Respond as sensitively as possible to inquiries, requests and fears of students, especially in the wake of the Coronavirus pandemic, and show that you are open to inquiries. This can be done early on, eg on the learning platform page of the course or by email, for example, by using phrases such as “Please tell me what I, as an instructor, should know before the course.” Make sure to communicate that you will treat the information received confidentially or in which cases you will engage others such as superiors and colleagues for additional support.

At the beginning of the course, proactively point out the options of compensating for disadvantages to the entire class as early as possible. To this end, communicate your assignment and examination formats and methods and the performance requirements at an early stage (for more information: " Compensation of disadvantages application for examinations and examination prerequisite ").

Make sure that students can make full use of the opportunities available to them without being forced to explain their situation publicly.

In order to enable all students to participate in your course, offer alternative forms of participation, fulfilling course requirements and consulting hours within the possibilities as defined by the regulations of your faculty. Bring these options to their attention proactively. Design teaching materials (documents, records, web offers ) (all in German) as barrier-free as possible (see below).

Look for individual solutions for those students with disabilities who do not have access to (student) assistants or interpreters. It is precisely these students that are under obligation from their funding agencies to show continuous progress in their studies.

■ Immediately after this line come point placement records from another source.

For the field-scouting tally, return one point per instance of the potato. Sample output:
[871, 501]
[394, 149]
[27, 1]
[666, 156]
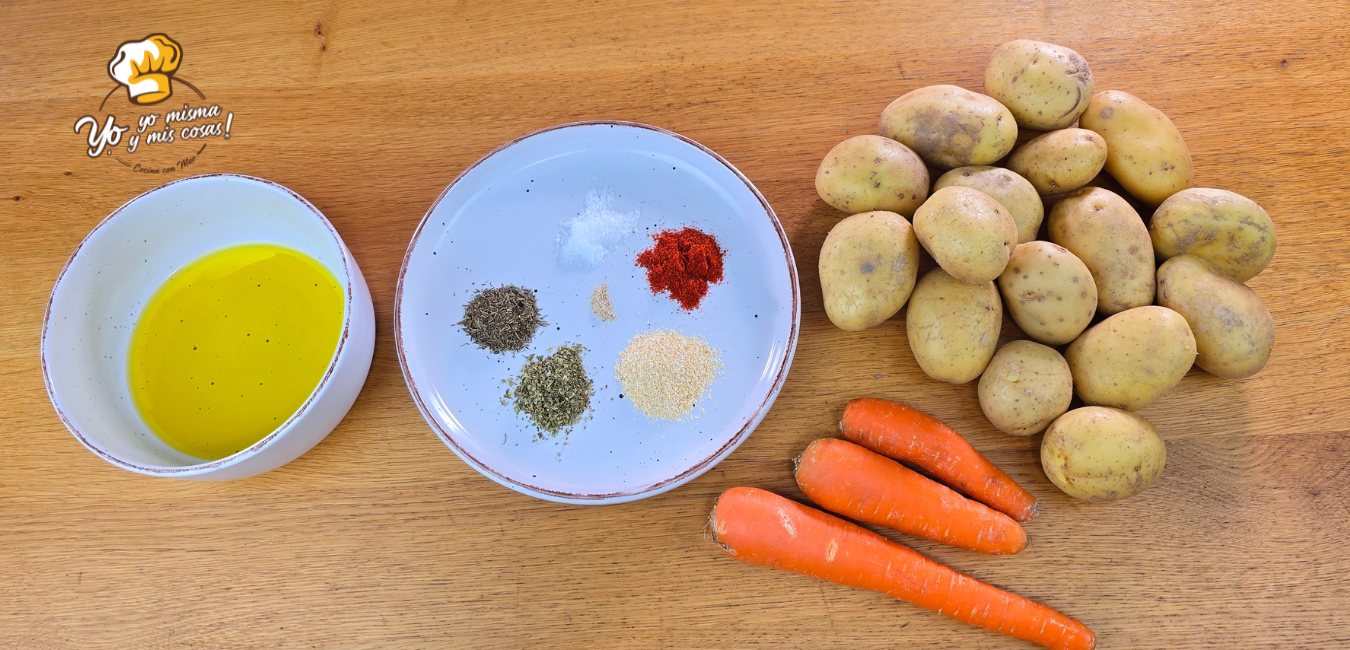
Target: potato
[1025, 388]
[1010, 189]
[1110, 238]
[1049, 292]
[868, 266]
[1221, 227]
[1144, 150]
[1102, 454]
[953, 326]
[967, 231]
[1060, 161]
[867, 173]
[1233, 329]
[949, 126]
[1129, 360]
[1045, 85]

Available brochures and handbooks from the University of Göttingen:

Remember that not all students have an optimally equipped workspace at home. Bear in mind that students may not have the necessary technical infrastructure (internet connection, monitor, workstation, computational power, operating system, printer) and digital skills for certain tools and formats. Make sure that the tools used are as accessible as possible and do not require any special skills. Ask the Office of the Dean of Studies about possible solutions for missing tools.

Exchange experiences, questions, problems and suggested solutions with your University and other teachers and exchange your ideas. Make your need for clarification and requests for support visible to your superiors. Only in this way can changes be initiated beyond the individual level.

And finally: Have the courage to be imperfect!